What is to remark on these figures? The same countries are large importers and exporters; India is the sixteenth largest exporter with $329,000,000,000 in exports while Canada sits just outside the top ten (or inside if one counts Hong Kong as a colony of China) with a tidy $428.300.000,000

Netherlands is actually among the top ten importers as I accidentally swapped them with Canada; $488,800,000,000. But Canada still appears if, again, you discount Hong Kong.

They are also the wealthiest countries, buy and large, although only Hong Kong appears among the GDP per capita nations so perhaps one should be careful before excluding such a powerhouse from the equation. I bet the UK were spitting chips at handover.
In terms of pure GDP, there are a few names missing off the list: Russia, Brazil and Indonesia. Do they service their own market economy or what's their story? Well Russia imports a none-too-shabby $323,900,000,000 in goods and exports even more - $337,800,000,000
Six other countries keep them from the list of top importers and only three from the mightiest exporters

Taiwan, United Arab Emirates and Australia separate it from Brazil in terms of imports and those countries and more when it comes to exports.

Indonesia is a good exemplar for demonstrating that raw GDP is not the same as a powerful trading balance, though it is still far greater than many. Of particular interest is the way in which its import and export figures match - $178,600,000,000 and $179,400,000,000 respectively.

Qatar, the richest country as determined by GDP per capita, and most efficient workforce,  exports $ in stuff and imports $30,700,000,000
so while the US's and Chinas of this world lead us to suspect that having healthy appetites and a good output are what keeps them at the top of the food chain, Qatar is that quiet kid in the corner who makes the continual point that selling more than you purchase is the road to prosperity

I'm going to make an early bet that Switzerland alone of  all the countries with stunning inflation rates - in the minus, in fact - is a sizable importer and exporter (and with ninth highest GDP per capita).
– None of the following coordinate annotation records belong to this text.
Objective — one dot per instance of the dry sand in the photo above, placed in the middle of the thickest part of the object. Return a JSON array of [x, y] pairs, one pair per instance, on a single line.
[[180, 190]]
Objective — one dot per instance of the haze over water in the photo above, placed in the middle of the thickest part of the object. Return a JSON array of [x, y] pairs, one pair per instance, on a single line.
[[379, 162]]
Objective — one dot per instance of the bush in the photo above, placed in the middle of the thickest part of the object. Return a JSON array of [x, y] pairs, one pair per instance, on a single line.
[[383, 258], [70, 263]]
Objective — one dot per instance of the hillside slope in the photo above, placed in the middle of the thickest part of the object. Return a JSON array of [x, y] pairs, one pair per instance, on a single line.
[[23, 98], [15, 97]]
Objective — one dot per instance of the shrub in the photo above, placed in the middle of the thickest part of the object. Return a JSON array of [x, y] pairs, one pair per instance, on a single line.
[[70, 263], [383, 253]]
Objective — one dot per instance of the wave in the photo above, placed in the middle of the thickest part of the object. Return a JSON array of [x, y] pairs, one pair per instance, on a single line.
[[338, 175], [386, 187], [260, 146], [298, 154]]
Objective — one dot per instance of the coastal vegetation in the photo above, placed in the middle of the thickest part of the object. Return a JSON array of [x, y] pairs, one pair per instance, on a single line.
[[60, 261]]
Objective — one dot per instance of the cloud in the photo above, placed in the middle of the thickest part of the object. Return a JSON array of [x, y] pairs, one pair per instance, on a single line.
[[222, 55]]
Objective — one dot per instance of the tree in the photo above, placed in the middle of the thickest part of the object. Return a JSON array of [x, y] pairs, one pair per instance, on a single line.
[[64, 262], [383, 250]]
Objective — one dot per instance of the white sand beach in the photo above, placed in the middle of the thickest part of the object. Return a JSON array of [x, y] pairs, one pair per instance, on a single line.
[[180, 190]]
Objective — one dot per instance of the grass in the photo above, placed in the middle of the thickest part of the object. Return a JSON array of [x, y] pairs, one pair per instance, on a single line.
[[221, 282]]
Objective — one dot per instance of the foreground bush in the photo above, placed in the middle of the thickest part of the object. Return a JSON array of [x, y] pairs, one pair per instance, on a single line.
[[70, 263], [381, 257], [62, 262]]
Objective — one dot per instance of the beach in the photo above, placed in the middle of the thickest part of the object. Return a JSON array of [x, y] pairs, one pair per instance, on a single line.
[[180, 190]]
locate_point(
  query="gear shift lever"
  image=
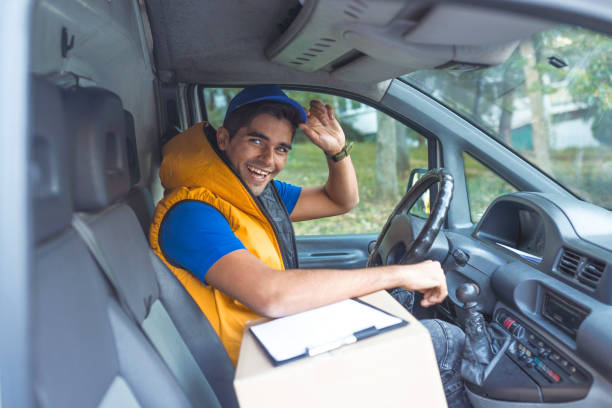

I think Zimbabwe and El Salvador, for example, are far less likely to perform in the trading stakes.
I can collect because Zimbabwe exports $3,144,000,000 and imports $3,607,000,000; El Salvador imports $9,912,000,000 and exports $5,122,000,000. While Zimbabe imports half a billion more than it exports and El Salvador tips right over by importing nearly twice what it ships out, Switzerland sits at a comfortable $327,500,000,000 in exports, placing it at a respectable seventeenth, well above theirs which hover down in the low hundredths. Switzerland imports $388.800,000,000 worth of products, exceeding its exports by sixty billion but doing so from a higher point than the other countries. Sixteenth highest importer makes them, like Zimbabwe and Indonesia, very similar in the size of their imports and exports. There is a balance at work not present in El Salvador and Zimbabwe's tallies, leading us to reaffirm the need to view inflation rates by comparison to their base and how recent and extensive the change.


A trading bloc, not a single country, European Union has $2,312,000,000,000 in imports and $2,259,000,000,000 in exports. This is enormous, naturally enough, but still not as much as the United States imports or China exports.